Tim Barrus, New York Times
The New York Times keeps trying to cover – the NEW education. How do we change what gets delivered to children has to be delivered to children. Now, let us go to special education. No one wants to talk about special ed as it is juxtaposed with typical children being served with a traditional educational paradigm.
A slippery slope where we are quite familiar with the ability of the well-worn map that directs kids into special education like the monster woman who emerges from the television in a dripping mayhem of, we the professionals, decent, caring teachers, who function in classrooms with compassion, but not too many people are asking why special education students are not graduating into a structured context that facilitates these kids to interact with typical children.
Which is where it’s at.
A place of interaction that turns into discovery.
But it’s not happening.
Children who are successful and have typical homes in typical towns (this does not mean foster children) with typical schools at a time in the world that is bigger and more complicated than typical suggests. There is no such thing as typical. Typical is rhetoric that says what do we do with all these struggling kids. Special education itself has been treading water for so many decades that when the thing faces some needed change, the animal itself becomes unrecognizable.

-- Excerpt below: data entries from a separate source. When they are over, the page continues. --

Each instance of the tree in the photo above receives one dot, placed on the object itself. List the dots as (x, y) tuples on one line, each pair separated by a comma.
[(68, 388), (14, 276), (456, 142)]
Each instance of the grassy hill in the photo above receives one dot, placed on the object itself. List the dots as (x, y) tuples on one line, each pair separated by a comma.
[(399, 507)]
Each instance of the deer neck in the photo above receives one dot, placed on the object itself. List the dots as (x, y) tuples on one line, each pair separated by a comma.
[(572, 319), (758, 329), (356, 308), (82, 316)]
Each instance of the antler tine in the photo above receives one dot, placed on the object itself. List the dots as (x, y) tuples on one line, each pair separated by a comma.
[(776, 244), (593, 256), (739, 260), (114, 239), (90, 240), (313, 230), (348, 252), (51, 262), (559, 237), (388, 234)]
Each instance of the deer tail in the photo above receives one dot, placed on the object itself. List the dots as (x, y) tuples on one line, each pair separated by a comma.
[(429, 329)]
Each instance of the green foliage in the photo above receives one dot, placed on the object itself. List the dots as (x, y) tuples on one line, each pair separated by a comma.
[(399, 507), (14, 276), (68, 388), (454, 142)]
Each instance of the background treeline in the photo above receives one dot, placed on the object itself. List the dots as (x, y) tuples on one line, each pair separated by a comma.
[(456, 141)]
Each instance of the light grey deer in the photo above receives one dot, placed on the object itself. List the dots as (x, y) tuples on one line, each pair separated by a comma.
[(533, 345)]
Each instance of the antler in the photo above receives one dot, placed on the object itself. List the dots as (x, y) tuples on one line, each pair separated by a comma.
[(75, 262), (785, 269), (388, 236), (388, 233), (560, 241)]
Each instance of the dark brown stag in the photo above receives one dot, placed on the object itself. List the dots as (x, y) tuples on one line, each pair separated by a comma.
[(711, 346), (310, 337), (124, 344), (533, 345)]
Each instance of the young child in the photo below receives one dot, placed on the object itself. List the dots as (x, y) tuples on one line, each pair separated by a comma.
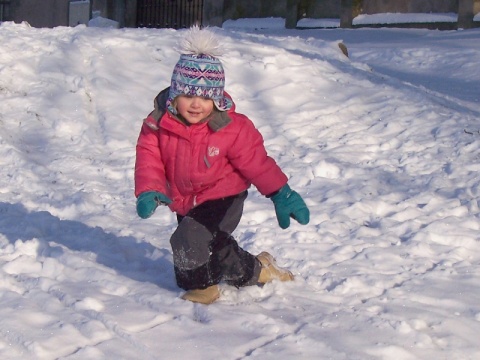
[(199, 157)]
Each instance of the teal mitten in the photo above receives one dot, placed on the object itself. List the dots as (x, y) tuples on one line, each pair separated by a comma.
[(148, 201), (289, 204)]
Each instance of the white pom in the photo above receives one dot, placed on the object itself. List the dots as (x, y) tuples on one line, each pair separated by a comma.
[(198, 41)]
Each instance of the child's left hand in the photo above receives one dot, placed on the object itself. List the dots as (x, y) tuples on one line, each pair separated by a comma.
[(289, 203), (148, 201)]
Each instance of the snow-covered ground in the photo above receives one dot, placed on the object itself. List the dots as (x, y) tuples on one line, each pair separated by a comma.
[(383, 145)]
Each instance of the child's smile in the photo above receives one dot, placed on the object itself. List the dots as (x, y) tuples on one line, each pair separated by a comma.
[(194, 108)]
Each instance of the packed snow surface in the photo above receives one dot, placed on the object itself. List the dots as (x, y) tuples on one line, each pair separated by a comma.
[(384, 146)]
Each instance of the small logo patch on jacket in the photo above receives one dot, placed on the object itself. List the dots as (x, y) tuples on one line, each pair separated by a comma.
[(213, 151)]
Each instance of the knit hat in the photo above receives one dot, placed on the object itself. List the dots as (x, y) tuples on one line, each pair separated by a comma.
[(199, 72)]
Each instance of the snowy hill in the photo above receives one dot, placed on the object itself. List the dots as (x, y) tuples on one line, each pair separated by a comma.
[(384, 146)]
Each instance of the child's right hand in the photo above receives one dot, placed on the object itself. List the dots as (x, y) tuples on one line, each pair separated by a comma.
[(147, 203)]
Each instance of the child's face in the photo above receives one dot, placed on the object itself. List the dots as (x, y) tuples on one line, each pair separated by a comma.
[(194, 108)]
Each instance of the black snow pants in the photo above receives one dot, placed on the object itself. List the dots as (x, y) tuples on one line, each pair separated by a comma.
[(204, 251)]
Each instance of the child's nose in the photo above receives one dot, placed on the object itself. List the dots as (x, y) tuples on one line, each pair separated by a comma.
[(196, 102)]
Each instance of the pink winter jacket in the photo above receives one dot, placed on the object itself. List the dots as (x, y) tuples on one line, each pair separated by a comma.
[(212, 160)]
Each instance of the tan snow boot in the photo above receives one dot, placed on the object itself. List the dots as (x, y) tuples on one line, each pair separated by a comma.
[(271, 271), (203, 296)]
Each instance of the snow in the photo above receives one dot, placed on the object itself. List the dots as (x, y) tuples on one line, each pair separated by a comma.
[(383, 145)]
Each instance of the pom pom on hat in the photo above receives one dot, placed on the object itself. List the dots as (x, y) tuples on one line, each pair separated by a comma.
[(199, 72)]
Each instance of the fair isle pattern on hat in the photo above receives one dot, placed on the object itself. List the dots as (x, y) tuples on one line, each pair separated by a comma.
[(198, 72)]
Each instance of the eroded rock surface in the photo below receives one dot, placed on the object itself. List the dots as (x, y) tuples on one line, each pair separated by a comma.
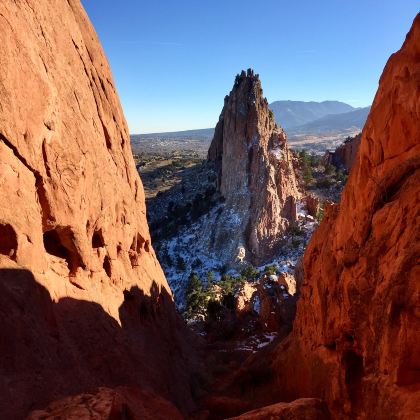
[(355, 339), (84, 302), (255, 171)]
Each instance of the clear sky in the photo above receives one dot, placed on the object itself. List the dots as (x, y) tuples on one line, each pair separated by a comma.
[(173, 61)]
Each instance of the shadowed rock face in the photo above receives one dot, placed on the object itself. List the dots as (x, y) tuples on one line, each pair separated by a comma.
[(355, 341), (256, 175), (72, 214)]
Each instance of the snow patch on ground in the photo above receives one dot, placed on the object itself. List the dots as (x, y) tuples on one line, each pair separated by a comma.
[(187, 252)]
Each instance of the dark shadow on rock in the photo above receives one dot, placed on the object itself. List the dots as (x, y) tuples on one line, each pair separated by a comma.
[(49, 350)]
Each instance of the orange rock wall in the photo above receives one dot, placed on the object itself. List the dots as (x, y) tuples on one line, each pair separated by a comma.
[(84, 302)]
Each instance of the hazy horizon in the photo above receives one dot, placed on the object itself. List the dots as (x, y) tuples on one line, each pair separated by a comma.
[(173, 69)]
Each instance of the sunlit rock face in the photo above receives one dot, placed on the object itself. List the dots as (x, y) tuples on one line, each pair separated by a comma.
[(355, 341), (255, 174), (84, 301)]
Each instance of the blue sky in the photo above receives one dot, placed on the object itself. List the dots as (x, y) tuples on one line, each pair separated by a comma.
[(173, 61)]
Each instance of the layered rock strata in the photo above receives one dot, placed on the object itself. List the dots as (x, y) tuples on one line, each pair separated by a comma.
[(355, 341), (84, 302), (255, 174)]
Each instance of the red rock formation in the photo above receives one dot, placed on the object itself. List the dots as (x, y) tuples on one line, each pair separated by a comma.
[(84, 302), (110, 404), (344, 155), (355, 341), (302, 409), (256, 175)]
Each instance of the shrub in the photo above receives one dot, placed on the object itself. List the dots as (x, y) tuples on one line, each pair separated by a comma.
[(320, 214), (270, 270), (180, 263), (250, 273), (195, 297)]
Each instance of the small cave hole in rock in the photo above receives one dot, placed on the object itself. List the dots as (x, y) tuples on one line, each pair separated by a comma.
[(54, 246), (354, 371), (107, 265), (98, 239), (8, 241)]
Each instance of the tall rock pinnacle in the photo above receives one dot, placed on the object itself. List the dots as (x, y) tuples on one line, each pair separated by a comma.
[(255, 172)]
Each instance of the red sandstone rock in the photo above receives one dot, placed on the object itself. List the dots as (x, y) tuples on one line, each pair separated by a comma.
[(256, 175), (302, 409), (84, 302), (110, 404), (312, 204), (355, 341)]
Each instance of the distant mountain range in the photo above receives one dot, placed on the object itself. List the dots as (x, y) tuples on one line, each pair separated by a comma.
[(329, 121), (291, 114), (335, 122)]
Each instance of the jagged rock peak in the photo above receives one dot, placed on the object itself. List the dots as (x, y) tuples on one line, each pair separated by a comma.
[(254, 166)]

I deal with adolescents with HIV. HIV is just the beginning. The I Am Going To Quit School Damn You Syndrome pops up a few years with my kids before it pops up with students we call typical. Failure is a huge hole in the ground they bury themselves into invisibility. No one transitions to regular school. Grade level is ephemeral. Success is a sliding scale. We fail them. We are stuck in the boiler room. Where we are not seen. We are the playground police. And you went to school to supervise playgrounds.Teachers become mere keepers of the peace. Soldiership becomes the status quo.